For this study, the researchers wanted to see if glucose or fructose had any affect on the brain and if either one of them affected the parts of the brain that tell you to eat.  They took MRI brain scans of 20 healthy individuals, taking one after their consumption of fructose and one after their consumption of glucose, to examine the differences of blood flow in certain parts of the brain.

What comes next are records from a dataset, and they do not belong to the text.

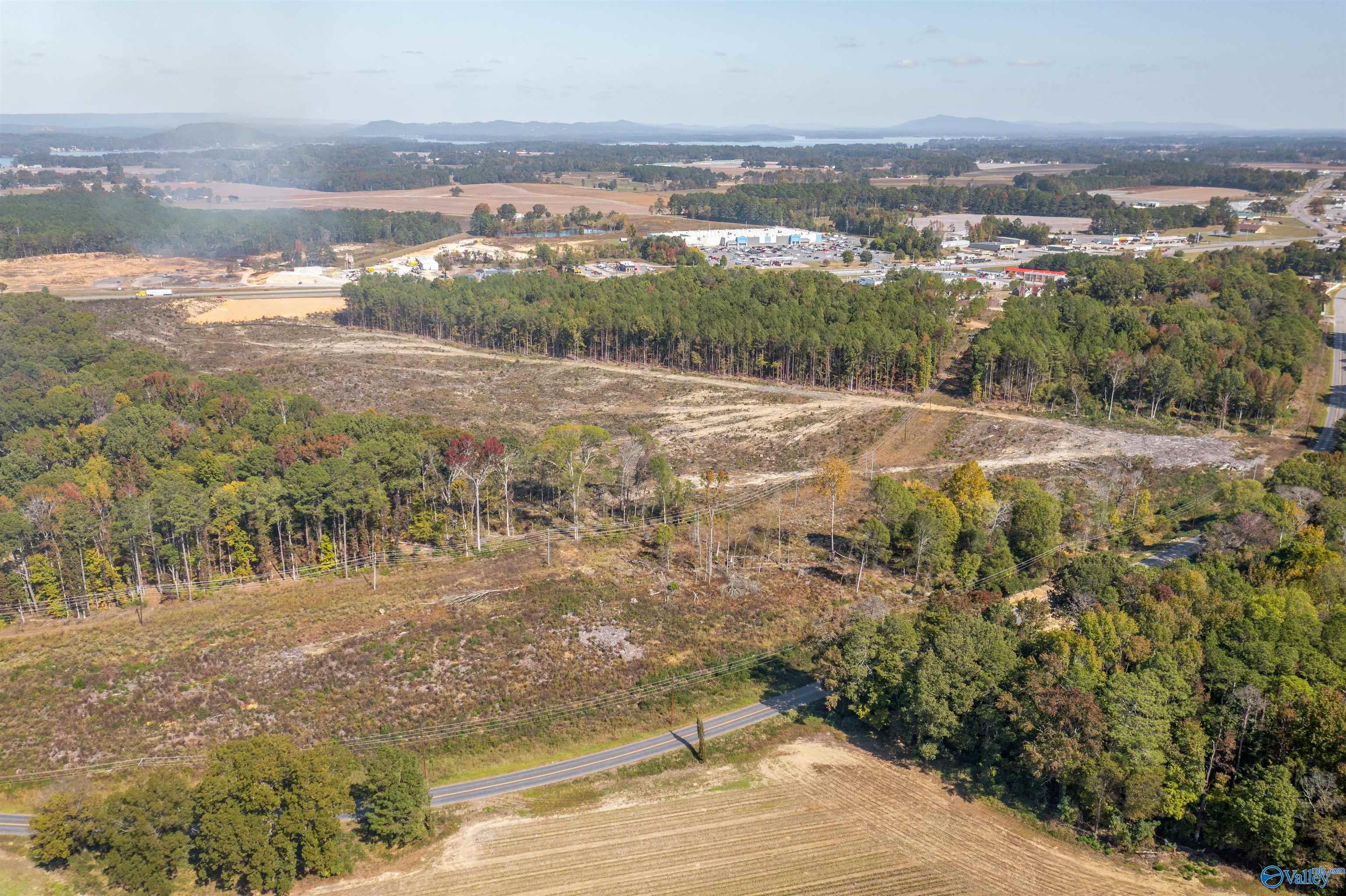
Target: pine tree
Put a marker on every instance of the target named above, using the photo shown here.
(393, 798)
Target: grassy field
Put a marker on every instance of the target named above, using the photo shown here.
(783, 808)
(1282, 229)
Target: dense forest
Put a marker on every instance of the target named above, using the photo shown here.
(800, 204)
(77, 220)
(122, 470)
(1222, 338)
(264, 816)
(801, 328)
(1200, 706)
(1167, 174)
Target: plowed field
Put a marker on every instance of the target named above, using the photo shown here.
(819, 817)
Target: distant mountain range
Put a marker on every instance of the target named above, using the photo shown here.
(579, 131)
(191, 131)
(634, 132)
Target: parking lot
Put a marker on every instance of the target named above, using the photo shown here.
(796, 255)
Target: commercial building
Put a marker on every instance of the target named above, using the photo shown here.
(1034, 275)
(746, 237)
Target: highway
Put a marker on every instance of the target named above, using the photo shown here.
(1301, 206)
(603, 761)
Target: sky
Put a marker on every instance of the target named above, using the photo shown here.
(1279, 63)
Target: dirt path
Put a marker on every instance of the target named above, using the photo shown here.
(1072, 442)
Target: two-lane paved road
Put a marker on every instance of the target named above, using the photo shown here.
(603, 761)
(679, 739)
(1337, 397)
(14, 825)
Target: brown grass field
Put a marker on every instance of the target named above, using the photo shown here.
(80, 271)
(1176, 195)
(812, 815)
(558, 198)
(247, 310)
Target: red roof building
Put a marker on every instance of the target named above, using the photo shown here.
(1033, 275)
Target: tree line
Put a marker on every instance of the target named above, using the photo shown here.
(805, 328)
(800, 204)
(1167, 173)
(1200, 706)
(78, 220)
(263, 817)
(1221, 339)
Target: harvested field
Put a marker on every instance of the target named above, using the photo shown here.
(558, 198)
(815, 817)
(987, 174)
(243, 310)
(77, 271)
(1174, 195)
(963, 221)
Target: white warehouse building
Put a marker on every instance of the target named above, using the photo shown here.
(746, 237)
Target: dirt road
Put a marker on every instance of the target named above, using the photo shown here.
(1073, 442)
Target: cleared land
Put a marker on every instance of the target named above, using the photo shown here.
(558, 198)
(1176, 195)
(104, 269)
(334, 658)
(244, 310)
(815, 817)
(988, 173)
(774, 428)
(963, 221)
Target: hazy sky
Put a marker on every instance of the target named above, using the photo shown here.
(1262, 65)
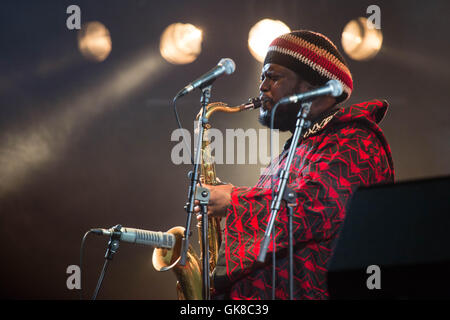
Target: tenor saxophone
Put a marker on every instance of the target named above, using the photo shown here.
(189, 277)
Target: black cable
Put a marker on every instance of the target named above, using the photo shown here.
(181, 128)
(100, 280)
(81, 261)
(272, 187)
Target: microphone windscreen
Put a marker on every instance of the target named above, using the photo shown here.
(229, 65)
(336, 87)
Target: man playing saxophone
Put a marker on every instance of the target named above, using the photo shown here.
(343, 149)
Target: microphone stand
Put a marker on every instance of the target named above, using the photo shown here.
(202, 195)
(286, 194)
(113, 246)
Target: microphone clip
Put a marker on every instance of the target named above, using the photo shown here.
(114, 242)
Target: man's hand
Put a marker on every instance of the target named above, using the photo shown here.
(219, 200)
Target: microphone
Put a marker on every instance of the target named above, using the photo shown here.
(149, 238)
(225, 65)
(332, 87)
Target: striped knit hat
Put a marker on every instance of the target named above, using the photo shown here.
(313, 56)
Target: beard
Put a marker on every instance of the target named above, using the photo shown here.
(285, 117)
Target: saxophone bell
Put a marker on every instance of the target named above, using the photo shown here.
(190, 280)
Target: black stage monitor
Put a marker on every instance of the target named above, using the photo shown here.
(395, 240)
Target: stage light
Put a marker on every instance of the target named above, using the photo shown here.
(262, 34)
(181, 43)
(94, 41)
(361, 40)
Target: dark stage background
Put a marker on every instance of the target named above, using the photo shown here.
(86, 145)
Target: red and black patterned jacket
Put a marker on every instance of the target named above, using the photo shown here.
(340, 152)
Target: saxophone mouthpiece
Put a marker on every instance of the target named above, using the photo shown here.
(253, 103)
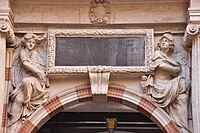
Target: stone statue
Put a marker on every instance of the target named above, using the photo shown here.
(167, 88)
(29, 81)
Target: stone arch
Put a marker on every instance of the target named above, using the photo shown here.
(82, 93)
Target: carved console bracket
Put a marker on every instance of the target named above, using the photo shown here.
(5, 27)
(99, 84)
(191, 31)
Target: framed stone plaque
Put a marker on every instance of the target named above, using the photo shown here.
(99, 50)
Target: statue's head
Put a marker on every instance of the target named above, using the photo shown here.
(29, 41)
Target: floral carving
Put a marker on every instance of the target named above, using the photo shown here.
(99, 12)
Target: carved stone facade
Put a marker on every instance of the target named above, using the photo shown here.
(164, 87)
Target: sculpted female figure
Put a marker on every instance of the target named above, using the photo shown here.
(167, 89)
(29, 81)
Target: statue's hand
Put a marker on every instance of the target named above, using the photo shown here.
(176, 71)
(42, 76)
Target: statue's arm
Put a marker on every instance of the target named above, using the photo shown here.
(167, 67)
(28, 65)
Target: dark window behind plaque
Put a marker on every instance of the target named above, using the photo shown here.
(94, 51)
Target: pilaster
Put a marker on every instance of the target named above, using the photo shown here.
(192, 39)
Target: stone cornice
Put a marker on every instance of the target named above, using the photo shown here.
(191, 31)
(88, 1)
(6, 28)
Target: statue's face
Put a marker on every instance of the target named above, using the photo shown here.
(30, 44)
(165, 44)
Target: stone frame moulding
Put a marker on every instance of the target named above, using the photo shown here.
(147, 34)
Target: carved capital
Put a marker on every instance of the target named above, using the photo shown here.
(5, 28)
(99, 12)
(191, 31)
(99, 83)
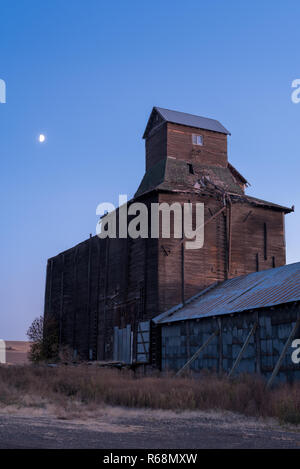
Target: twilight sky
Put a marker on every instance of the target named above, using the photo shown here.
(87, 73)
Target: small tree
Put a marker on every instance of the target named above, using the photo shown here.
(43, 335)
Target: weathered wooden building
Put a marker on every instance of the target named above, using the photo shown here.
(246, 324)
(104, 292)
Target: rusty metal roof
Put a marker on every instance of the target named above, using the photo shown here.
(257, 290)
(190, 120)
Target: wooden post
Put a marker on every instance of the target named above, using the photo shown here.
(61, 300)
(280, 360)
(257, 345)
(239, 357)
(220, 345)
(196, 355)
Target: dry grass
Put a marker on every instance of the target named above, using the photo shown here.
(87, 387)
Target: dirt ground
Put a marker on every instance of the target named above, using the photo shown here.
(118, 428)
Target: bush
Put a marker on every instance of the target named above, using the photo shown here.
(43, 335)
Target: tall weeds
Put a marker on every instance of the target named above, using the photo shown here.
(93, 386)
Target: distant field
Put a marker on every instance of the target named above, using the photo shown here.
(17, 352)
(74, 390)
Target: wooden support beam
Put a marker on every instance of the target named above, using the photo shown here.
(220, 345)
(61, 300)
(196, 355)
(282, 355)
(240, 355)
(229, 238)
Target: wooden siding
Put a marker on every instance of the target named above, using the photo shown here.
(180, 145)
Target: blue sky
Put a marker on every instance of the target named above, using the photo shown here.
(87, 73)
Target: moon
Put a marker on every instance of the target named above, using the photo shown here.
(42, 138)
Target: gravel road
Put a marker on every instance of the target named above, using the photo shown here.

The researchers found that “Glucose, not fructose, ingestion reduced the activation of the hypothalamus, insula, and striatum-brain regions that regulate appetite, motivation, and reward processing; glucose ingestion also increased functional connections between the hypothalamic-striatal network and increased satiety.”  Robert Sherwin, a Yale medicine professor, and his colleagues found that the brain did respond differently to the different sugars.  Although Sherwin and his colleagues did not detect any effect from the fructose on the brain, they did notice that glucose helps to turn off those parts of the brain that tell you to keep eating.  Glucose satisfies the body and if there is not enough present, the brain will activate certain cells and tell your body to eat, which can lead to overeating and not eating the right things.

So although this study did not find any negative affects of fructose, it does tell you that your body is in need of glucose, so don’t cut out all sugars from your diet, just the refined sugars.  Scientists will continue to study fructose and its possible effects on the obesity epidemic and overeating.